In Florida, the official number of unemployed residents, 590,000, is down from about 1 million in January 2011, when Scott took office. That figure does not include 700,000 others who have dropped out of the labor force or are working part time but would prefer a full-time job. The state’s broader “underutilization” rate of 13.9 percent is among the highest in the nation.
“We may have experienced a recovery,” said Christopher McCarty, director of the University of Florida’s Bureau of Economic and Business Research, “but things don’t look quite like they did five years after any other recession.”
Florida has some of the largest job gains in the country, but much of that growth has come from the tourism and retail industries, which rely heavily on low-wage and part-time workers. The median household income is lower than it was in 2007, and the number of Floridians receiving food stamps has swelled.
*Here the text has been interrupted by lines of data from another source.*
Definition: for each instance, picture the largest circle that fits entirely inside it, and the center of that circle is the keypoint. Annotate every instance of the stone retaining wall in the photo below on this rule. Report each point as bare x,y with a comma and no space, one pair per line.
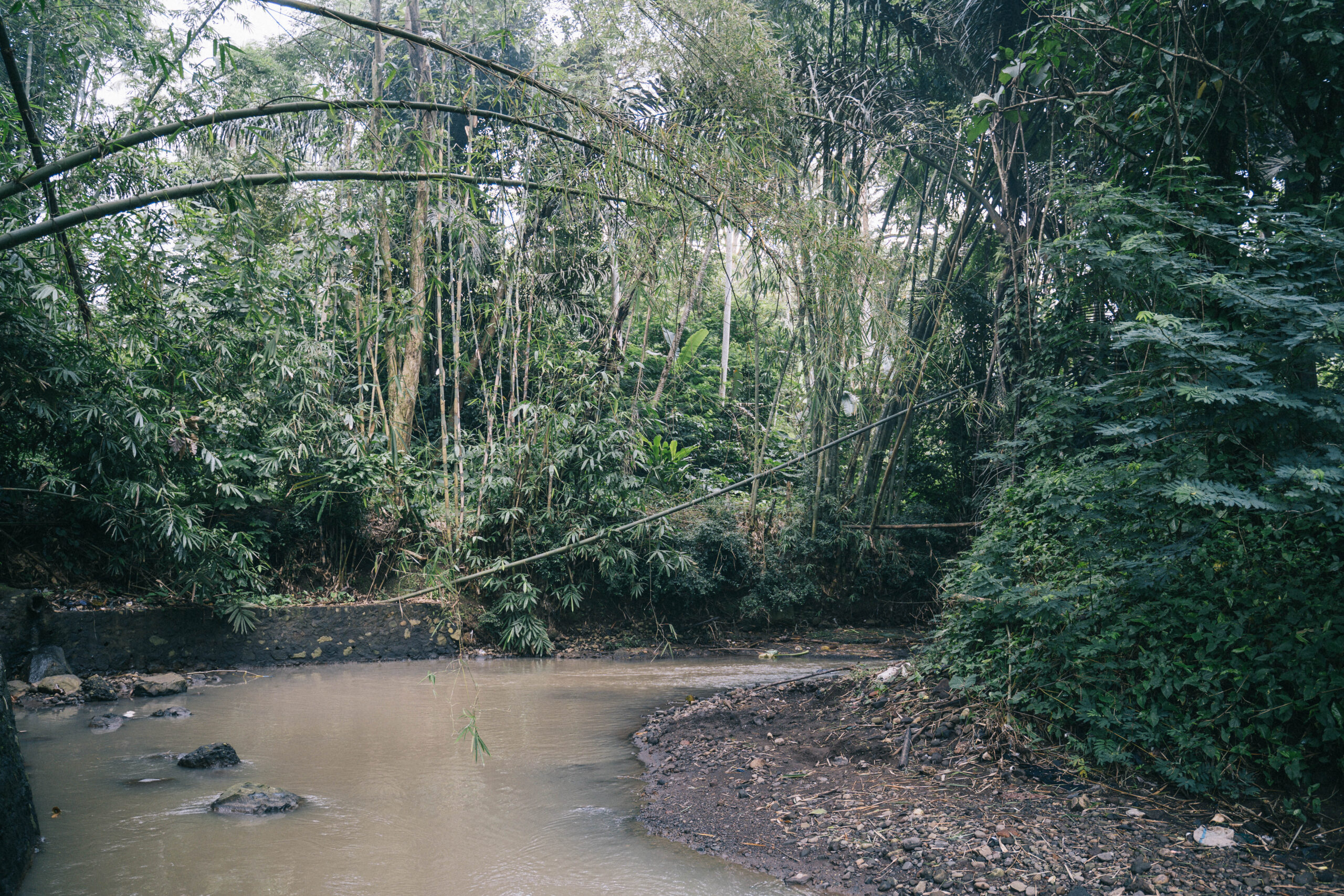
195,638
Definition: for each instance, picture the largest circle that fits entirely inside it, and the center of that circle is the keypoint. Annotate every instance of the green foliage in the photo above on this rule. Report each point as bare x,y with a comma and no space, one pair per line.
1160,578
667,465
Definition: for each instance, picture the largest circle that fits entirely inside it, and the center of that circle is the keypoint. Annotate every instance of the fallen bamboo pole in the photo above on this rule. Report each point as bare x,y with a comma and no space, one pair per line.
627,527
911,525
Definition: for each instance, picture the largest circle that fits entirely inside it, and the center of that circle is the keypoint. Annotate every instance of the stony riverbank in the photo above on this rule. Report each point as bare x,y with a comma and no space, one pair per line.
805,782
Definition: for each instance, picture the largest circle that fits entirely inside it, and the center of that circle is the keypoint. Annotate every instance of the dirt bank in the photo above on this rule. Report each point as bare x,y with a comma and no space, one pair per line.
804,781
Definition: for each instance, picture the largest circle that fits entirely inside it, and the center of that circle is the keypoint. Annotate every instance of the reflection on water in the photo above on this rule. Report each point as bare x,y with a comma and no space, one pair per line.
392,803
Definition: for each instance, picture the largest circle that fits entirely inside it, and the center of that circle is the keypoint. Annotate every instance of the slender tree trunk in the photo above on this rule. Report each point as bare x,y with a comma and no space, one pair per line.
413,345
680,324
729,241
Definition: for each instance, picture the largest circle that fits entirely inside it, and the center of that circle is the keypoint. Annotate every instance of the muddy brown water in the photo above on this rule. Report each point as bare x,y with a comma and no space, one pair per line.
393,804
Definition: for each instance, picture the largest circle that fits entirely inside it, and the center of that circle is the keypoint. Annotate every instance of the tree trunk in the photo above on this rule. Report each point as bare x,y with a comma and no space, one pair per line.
404,379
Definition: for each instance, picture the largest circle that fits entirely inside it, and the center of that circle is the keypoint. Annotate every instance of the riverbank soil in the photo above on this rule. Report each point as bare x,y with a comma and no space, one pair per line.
805,781
18,818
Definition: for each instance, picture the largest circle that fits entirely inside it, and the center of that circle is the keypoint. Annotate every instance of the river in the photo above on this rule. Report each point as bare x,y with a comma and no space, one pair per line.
393,803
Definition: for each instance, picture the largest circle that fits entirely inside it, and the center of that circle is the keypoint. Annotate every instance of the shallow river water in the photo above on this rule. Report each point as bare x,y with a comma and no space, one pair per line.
393,804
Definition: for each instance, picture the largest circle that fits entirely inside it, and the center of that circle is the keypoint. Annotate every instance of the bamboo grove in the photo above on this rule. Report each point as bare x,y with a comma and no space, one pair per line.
418,288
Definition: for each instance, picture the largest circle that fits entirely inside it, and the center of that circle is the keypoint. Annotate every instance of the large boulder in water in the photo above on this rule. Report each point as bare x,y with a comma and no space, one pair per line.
209,757
59,684
47,661
255,800
162,686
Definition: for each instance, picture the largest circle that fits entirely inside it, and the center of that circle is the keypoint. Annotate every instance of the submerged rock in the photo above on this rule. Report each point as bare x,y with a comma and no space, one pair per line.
209,757
59,684
163,686
47,661
255,800
100,690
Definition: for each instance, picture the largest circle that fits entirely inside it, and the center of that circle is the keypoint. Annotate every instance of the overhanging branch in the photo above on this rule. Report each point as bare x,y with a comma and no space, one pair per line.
187,191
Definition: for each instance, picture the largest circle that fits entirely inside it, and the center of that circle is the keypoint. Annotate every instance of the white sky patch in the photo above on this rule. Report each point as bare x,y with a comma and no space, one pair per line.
243,23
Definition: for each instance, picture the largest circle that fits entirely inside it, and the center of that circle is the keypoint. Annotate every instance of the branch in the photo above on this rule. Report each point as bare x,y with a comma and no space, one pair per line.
187,191
174,128
20,97
1160,49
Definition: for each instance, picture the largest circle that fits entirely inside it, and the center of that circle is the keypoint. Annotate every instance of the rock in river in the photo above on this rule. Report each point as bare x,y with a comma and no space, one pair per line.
210,757
255,800
99,688
160,686
59,684
47,661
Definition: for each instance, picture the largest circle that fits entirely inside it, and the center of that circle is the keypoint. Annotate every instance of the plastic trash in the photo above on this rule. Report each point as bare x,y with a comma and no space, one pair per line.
1214,836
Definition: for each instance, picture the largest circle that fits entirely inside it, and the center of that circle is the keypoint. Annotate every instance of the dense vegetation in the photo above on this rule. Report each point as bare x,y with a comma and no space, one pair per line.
502,276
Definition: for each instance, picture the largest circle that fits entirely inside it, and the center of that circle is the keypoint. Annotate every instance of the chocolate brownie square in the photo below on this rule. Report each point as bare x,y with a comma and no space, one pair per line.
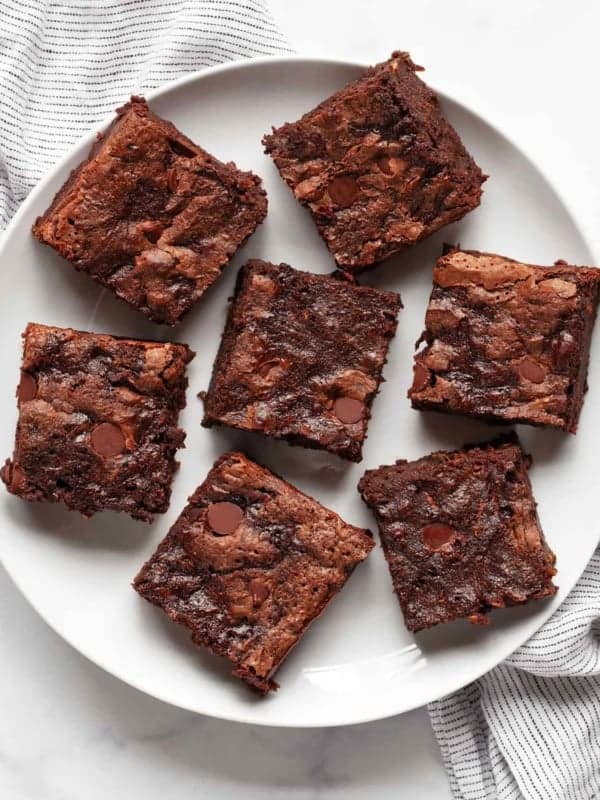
248,566
460,533
301,358
377,164
151,215
506,341
97,424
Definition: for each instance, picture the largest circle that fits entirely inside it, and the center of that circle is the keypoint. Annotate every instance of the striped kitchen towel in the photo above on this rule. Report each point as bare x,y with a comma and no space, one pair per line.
531,727
65,65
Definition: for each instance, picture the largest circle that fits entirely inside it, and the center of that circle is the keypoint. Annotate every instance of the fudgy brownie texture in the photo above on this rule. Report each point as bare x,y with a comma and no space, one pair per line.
151,215
460,533
377,164
301,357
249,564
506,341
97,424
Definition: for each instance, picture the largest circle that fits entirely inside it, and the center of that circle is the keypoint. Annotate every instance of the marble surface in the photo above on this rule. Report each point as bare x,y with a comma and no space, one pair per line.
67,729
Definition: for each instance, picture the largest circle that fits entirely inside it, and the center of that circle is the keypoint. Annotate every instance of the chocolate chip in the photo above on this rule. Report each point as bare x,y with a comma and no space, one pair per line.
27,388
531,370
343,191
437,535
420,378
107,439
224,517
348,410
259,591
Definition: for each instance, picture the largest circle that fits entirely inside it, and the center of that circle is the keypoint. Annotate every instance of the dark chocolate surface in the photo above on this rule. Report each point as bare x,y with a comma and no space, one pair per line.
151,215
301,357
97,425
377,164
248,566
506,341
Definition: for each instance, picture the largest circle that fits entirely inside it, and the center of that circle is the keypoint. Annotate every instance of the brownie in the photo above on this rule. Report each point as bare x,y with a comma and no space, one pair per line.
151,215
249,564
97,424
301,357
460,533
377,164
506,341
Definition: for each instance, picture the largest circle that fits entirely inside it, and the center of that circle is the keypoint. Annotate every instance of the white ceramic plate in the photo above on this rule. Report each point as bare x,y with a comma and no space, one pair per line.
358,662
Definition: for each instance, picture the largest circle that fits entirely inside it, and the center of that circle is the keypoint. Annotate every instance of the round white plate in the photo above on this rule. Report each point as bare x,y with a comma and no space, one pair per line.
358,662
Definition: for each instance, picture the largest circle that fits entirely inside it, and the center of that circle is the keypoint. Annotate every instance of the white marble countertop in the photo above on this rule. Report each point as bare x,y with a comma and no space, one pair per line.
67,729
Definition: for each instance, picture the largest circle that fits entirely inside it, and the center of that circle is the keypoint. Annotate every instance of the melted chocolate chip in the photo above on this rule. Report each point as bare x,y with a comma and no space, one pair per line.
107,439
17,478
531,370
224,517
437,535
27,388
343,191
348,410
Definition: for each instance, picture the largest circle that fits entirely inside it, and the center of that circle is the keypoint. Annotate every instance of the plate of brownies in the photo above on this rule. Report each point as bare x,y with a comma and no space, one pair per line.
297,341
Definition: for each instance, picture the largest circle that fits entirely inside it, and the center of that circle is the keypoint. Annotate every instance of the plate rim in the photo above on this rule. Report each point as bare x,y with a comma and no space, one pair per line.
87,139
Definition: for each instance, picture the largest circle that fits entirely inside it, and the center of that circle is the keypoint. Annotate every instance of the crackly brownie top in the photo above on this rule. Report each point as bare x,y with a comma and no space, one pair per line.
301,357
377,164
460,532
97,421
507,340
249,564
152,215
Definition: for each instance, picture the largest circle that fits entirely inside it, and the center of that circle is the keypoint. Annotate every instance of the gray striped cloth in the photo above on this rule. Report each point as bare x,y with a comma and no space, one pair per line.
531,727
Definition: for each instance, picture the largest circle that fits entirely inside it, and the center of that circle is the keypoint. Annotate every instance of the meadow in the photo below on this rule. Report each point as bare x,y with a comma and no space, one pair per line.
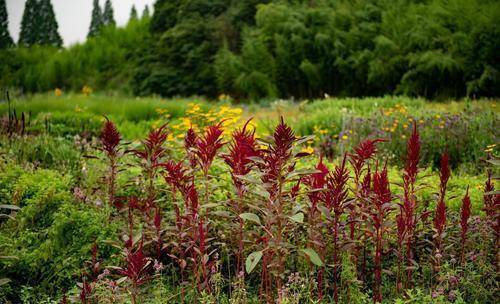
114,199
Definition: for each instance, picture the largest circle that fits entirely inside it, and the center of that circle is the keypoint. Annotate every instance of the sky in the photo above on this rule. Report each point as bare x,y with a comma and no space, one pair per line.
73,16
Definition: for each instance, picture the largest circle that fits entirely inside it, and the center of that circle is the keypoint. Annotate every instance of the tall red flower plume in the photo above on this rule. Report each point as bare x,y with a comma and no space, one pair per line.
208,145
381,187
465,213
277,155
175,174
110,137
336,193
283,140
491,201
137,266
316,181
382,198
153,146
241,149
192,198
189,144
444,175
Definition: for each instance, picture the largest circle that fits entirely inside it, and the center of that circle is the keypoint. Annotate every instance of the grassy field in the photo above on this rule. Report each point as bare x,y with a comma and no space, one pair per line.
97,218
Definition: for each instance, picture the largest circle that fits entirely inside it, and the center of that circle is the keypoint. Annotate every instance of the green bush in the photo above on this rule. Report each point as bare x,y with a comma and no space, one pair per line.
51,235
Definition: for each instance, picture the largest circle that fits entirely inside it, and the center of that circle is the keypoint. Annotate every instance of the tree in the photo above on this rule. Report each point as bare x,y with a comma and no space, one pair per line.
133,13
49,29
5,39
29,25
97,20
145,12
108,16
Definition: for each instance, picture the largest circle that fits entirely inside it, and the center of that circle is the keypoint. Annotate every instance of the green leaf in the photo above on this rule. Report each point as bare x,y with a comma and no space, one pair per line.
250,217
252,260
299,217
313,256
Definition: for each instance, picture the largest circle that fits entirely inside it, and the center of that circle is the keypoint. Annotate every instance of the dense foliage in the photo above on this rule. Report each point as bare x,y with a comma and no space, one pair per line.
301,49
5,38
39,25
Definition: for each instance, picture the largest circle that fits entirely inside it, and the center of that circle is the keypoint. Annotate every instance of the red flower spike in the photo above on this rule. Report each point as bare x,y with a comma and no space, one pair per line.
241,149
336,193
153,146
283,140
382,198
316,181
110,137
336,199
175,174
86,291
464,221
208,145
444,175
189,144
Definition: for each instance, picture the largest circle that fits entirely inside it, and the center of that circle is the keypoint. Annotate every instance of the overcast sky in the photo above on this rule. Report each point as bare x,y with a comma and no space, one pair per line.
73,16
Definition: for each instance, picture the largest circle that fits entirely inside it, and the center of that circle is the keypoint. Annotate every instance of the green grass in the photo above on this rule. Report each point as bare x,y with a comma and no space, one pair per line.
117,107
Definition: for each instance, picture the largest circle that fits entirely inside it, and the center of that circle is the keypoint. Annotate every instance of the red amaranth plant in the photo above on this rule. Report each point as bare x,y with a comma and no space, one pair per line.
408,209
136,271
316,183
440,214
492,210
110,140
151,154
381,207
274,166
336,201
359,160
465,213
189,145
241,150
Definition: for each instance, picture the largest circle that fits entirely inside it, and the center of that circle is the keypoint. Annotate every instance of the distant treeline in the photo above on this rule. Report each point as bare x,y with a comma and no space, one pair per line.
301,49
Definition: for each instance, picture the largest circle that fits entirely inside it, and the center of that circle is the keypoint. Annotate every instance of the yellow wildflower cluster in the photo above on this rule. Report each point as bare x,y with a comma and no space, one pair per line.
398,108
86,90
319,131
198,118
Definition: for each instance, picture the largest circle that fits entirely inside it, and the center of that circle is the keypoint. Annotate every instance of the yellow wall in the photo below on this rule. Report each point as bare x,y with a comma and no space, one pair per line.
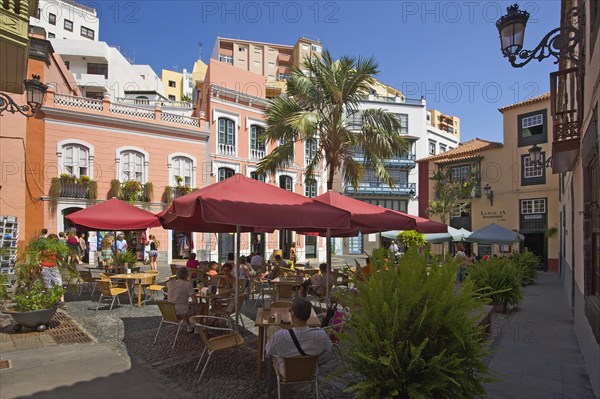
501,169
176,77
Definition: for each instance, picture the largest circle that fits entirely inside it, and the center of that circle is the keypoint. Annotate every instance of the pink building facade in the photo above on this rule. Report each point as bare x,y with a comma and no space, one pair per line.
234,102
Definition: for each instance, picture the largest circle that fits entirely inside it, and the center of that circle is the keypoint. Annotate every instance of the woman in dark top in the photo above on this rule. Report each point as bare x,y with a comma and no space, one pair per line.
154,244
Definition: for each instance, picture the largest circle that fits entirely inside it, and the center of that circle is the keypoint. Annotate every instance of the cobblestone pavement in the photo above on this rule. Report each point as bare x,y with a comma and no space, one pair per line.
130,331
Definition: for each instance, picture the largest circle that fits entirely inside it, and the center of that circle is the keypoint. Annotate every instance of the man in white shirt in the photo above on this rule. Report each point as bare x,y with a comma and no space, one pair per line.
312,341
179,292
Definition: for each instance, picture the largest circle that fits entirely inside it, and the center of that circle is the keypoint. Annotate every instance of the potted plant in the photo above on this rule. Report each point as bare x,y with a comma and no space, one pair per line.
131,190
29,303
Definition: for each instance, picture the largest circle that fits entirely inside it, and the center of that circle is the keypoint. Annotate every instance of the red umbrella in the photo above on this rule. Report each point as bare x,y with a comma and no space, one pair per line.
113,214
367,218
251,205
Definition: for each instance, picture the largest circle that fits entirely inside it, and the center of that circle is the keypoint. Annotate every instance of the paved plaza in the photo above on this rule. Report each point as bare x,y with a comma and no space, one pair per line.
536,355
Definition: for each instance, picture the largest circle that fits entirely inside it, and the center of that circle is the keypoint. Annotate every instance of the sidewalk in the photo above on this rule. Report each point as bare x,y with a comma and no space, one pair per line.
537,354
75,371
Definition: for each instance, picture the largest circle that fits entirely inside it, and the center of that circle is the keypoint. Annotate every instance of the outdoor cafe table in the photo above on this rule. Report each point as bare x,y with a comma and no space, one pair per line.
131,277
281,314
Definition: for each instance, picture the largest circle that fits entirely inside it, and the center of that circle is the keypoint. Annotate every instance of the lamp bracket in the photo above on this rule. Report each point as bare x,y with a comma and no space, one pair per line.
559,43
7,104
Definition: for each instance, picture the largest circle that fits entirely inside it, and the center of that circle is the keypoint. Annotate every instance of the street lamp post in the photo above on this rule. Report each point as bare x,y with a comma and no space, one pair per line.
35,96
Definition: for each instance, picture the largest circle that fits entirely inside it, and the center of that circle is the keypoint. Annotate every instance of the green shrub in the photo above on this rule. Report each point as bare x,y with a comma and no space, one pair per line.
527,263
412,239
497,280
415,334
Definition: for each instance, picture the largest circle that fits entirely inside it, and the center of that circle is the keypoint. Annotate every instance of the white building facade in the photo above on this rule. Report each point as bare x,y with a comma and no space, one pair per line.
419,135
65,19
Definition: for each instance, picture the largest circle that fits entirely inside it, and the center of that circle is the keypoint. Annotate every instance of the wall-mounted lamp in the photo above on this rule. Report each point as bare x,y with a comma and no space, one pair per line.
560,43
413,196
35,95
589,206
535,156
489,193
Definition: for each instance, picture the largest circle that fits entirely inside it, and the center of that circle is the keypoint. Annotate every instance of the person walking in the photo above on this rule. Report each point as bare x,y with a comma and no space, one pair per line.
154,245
Asked about the uneven recovery, Scott said the state has had a “big turnaround” since the depth of recession, when Crist, then a Republican, was governor.
“We’re heading in the right direction, but there’s still work to do,” Scott said.
Many voters along Florida’s Interstate 4 corridor, the stretch of citrus farms and theme parks from Tampa to Orlando and Daytona Beach, grumble about depleted savings, rising living costs and fierce competition for low-wage work.
“They don’t want to pay the real money,” said Rafael Santiago, a 45-year-old repairman from St. Cloud. He has been unemployed since January, when he was fired from his job at a refrigeration company.
Standing outside the courthouse in Kissimmee, he said he has struggled to find an equivalent job and often hears from employers that he is overqualified for work at apartment complexes and hotels. An independent voter who is leaning toward Crist, Santiago has drained most of his savings to pay his bills and maintain his mobile home.
“All the money I used to have for the future, I’ve used it,” he said. “I use my tomorrow today.”
To be sure, there are signs of recovery: new farm-to-table restaurants and craft beer bars in Tampa; a self-described luxury-apartment “enclave” rising on the outskirts of Celebration, an upscale subdivision outside Disney World; and a Marshalls department store opening in Plant City.
“I don’t see any problem,” Roland Thompson, a 39-year-old cable technician and Scott supporter, said over lunch at a Panera in Plant City. “I see businesses coming back and empty buildings getting filled up.”
With short-term interest rates near zero, construction has rebounded, but is well below the mid-2006 peak. Homeownership is at its lowest level since 1994, and the state still has the nation’s highest foreclosure rate.
In Kissimmee, a patchwork of strip malls and down-market hotels outside Orlando, John D’Ambrosio and his family have run A-Team Electric Supply for nearly a decade.
Once flush from the housing boom, the Scotland native had to reduce his staff by half this year and relocate to a smaller space as sales slipped. He said his customers now buy the cheapest light bulbs.
“Nobody’s investing in the future,” he said. “They’re just trying to get by.”
Republished with permission of the Associated Press.